NATURAL SELECTION is a feminist film: there’s a lady protagonist on a mission that involves quite a lot more than her body and the journey sets her free of all social restraints, even the need for love. She is strong, without self-pity, and proactively seeks out pleasure and accomplishment without being punished for it. While the leading lady has body troubles -her life issues stem from the affects of a secret home abortion that went wrong and left her barren- and the troubles are bodily resolved (it turns out she is not barren…tada!), there is a great spiritual quest that extends beyond her physicality, into the deep individuality she meets on the road. Rachael Harris shines bright as a the protagonist: a wholesome, naive, Christian housewife who breaks free in an amazingly unwholesome way. This leading lady -Linda White- drives off on her own twice in the film, and each time it is to take back the reigns of her own life force. Her body, mind, and overall self were underestimated, with the excuse of religion and morality, no less- and she makes it her mission throughout the story to march forward in spite of the underestimations.
With tons of courage, she gains the confidence of the audience, as a capable, sweet, and daring leader. When we first see Linda, she is struggling with her sexuality. She wants to have sex with her husband. She is a wife who literally wants to sexually attack her husband, yet he gets up calmly, cautions her about the Lord, and leads her in prayer. What is natural about this scenario? A man who does not want sex probably won’t ring “natural” to most audience members, and while a woman who does might, the former points to an oncoming plot twist. Soon enough, it becomes clear that the husband, Abe, is pleasing the Lord by multiplying…with Anonymous via a donation cup and syringe.
Linda and Abe cannot have sex, because Linda is, as far as they know, barren. With no hope of impregnation, they consider it a sin to waste Abe’s sperm. A few minutes into the film, Abe goes into a coma at the clinic and everything comes out. Linda forgives her husband, because she’s afraid he will die, she is a good Christian, and most of all: she blames herself for not being able to give him children. When she goes to visit him, he mumbles something about a son in his sleep.
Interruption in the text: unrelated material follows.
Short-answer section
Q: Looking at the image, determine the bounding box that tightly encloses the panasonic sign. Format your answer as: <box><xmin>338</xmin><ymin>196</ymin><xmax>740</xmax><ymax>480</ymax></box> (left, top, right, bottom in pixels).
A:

She decides that she must find this first son, Raymond, and bring him back before it’s too late. The journey takes her far from home, onto the open road – alone. Alone, she is reminded by her nagging sister and her husband (who happens to be in love and lust with her), is not what a woman should be, but she ignores them.
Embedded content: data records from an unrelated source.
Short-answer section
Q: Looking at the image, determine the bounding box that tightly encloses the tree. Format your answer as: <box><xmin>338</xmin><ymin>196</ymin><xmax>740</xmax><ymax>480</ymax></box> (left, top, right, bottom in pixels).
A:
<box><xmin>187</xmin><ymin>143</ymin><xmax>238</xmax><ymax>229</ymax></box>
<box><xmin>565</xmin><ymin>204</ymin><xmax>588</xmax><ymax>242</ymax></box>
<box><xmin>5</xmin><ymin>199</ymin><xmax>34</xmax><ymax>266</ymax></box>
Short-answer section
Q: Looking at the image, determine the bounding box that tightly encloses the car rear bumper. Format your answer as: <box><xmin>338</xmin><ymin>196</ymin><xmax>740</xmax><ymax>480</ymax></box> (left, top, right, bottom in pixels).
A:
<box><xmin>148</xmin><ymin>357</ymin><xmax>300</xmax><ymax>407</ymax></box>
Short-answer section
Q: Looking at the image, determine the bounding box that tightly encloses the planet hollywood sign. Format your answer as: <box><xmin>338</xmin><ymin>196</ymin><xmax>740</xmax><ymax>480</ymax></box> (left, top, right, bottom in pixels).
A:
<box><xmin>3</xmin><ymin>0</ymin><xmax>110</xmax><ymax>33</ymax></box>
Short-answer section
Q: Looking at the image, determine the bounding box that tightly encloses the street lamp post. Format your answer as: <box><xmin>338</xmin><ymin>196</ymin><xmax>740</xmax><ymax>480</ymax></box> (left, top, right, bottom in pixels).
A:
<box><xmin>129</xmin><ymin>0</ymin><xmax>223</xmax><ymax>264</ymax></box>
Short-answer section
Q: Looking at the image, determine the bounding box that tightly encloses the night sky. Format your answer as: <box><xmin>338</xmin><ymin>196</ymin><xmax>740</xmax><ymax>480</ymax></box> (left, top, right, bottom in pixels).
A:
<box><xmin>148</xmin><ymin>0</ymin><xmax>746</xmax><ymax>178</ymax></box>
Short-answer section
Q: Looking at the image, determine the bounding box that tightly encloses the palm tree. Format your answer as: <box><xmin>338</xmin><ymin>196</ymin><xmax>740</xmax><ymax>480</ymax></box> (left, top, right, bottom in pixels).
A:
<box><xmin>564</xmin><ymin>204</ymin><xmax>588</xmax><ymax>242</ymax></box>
Perhaps Linda knows that the road trip is more for her own growth than it is for her husband’s recovery, because her stubbornness seems out of place with the other character’s perceptions of her, to the point when she drives off. This depth of knowing makes her extremely determined to succeed and go back home. Things will not be the same, she won’t be the same -and in those wide eyes of hers, viewers can reflect on the inevitable change long before it happens. So: Linda is barren and must remain sexless, Linda’s husband falls into a comatose state, and Linda goes on a mission to find a man who may be his son in the name of reckoning just what is wrong with her to begin with. These actions result in Linda interacting with a man on a new level (passionately and sexually), finding out that she is not barren long after he is gone (he’s a criminal, after all), and having to deal with her relationship again once her husband comes out of the coma. Linda ends up back on the road, with a thirst for freedom, because -in the end- she has what she needs growing inside her: something to love and a strong sense of self to grow it with.